As críticas ocorrem depois da divulgação de mensagens trocadas entre o ex-banqueiro Daniel Vorcaro e Moraes. O conteúdo aparece em um relatório da Polícia Federal cujo sigilo foi retirado pelo ministro André Mendonça.
Relatório e manifestações
Marco Aurélio defendeu a conduta de Mendonça no caso. Para ele, o momento atual do Supremo representa uma “inversão de valores”. O ministro aposentado afirmou que Mendonça agiu corretamente ao encaminhar à Procuradoria-Geral da República um relatório elaborado pela PF.
A investigação mapeou encontros realizados entre fevereiro de 2024 e agosto de 2025. O primeiro contato entre Vorcaro e Moraes teria sido intermediado ainda em 2023 pelo ex-ministro das Comunicações do governo Bolsonaro, Fábio Faria, que enviou a Vorcaro o número de telefone de Moraes.
As mensagens analisadas registram um jantar entre Moraes e Vorcaro em 2 de fevereiro de 2024, com a presença das respectivas esposas.

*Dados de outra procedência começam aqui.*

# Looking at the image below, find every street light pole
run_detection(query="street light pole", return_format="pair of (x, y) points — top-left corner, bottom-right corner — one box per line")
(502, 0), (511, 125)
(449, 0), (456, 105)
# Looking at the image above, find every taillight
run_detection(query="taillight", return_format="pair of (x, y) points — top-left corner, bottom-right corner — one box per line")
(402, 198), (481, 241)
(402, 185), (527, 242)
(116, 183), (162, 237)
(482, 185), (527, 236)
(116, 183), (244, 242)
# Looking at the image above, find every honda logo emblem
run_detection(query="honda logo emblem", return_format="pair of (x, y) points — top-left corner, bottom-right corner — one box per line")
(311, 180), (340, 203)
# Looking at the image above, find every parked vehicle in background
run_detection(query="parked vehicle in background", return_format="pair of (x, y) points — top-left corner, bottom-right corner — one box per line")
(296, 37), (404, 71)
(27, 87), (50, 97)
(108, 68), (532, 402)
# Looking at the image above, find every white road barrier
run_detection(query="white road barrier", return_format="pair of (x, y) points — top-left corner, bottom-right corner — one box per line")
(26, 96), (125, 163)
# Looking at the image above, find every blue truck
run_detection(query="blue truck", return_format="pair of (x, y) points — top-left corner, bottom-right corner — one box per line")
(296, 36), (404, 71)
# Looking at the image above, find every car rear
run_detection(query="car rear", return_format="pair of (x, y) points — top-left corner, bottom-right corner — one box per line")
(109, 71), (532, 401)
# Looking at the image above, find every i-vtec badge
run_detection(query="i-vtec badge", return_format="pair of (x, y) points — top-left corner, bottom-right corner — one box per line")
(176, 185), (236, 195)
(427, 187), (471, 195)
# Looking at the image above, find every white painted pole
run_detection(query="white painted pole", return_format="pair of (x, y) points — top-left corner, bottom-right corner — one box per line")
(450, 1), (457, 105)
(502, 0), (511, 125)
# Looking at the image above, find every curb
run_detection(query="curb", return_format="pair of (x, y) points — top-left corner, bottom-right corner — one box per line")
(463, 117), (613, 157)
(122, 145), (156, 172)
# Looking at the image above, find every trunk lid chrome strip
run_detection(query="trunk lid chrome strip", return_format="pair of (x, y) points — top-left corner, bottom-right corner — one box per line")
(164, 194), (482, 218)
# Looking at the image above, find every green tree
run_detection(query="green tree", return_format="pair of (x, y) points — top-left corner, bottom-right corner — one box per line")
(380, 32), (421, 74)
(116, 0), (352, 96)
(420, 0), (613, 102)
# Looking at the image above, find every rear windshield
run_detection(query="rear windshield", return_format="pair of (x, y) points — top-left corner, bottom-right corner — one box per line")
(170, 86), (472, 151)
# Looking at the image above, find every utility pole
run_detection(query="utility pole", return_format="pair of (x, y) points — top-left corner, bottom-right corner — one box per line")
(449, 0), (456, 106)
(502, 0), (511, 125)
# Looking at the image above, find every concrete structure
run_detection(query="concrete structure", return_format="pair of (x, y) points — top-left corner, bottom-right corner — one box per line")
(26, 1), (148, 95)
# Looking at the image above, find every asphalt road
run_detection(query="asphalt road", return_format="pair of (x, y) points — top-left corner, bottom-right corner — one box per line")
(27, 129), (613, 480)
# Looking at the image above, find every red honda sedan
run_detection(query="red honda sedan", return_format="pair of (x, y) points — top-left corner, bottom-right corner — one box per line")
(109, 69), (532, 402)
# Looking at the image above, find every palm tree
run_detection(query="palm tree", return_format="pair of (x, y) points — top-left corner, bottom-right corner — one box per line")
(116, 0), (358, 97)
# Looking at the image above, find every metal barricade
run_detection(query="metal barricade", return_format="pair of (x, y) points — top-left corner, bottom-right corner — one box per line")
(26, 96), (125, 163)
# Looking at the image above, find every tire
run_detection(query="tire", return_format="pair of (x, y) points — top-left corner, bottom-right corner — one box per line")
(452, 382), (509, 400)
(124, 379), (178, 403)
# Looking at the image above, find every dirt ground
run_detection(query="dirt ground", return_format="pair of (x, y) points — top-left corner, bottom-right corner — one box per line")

Outros encontros teriam ocorrido em novembro de 2024. Em março de 2025, Vorcaro informou à esposa e depois a um diretor do Banco Central que estava com Moraes. Em abril de 2025, disse que iria encontrar o ministro “perto de casa”.
O relatório também menciona o procurador-geral da República, Paulo Gonet, em conversa com Vorcaro intermediada pelo advogado Ciro Soares, além do diretor-geral da PF, Andrei Rodrigues.
Moraes ainda não se manifestou oficialmente sobre as citações. A PGR pediu a nulidade do relatório e questionou a condução da investigação sem provocação do Ministério Público, além do tratamento dado a informações sobre autoridades com foro no Supremo.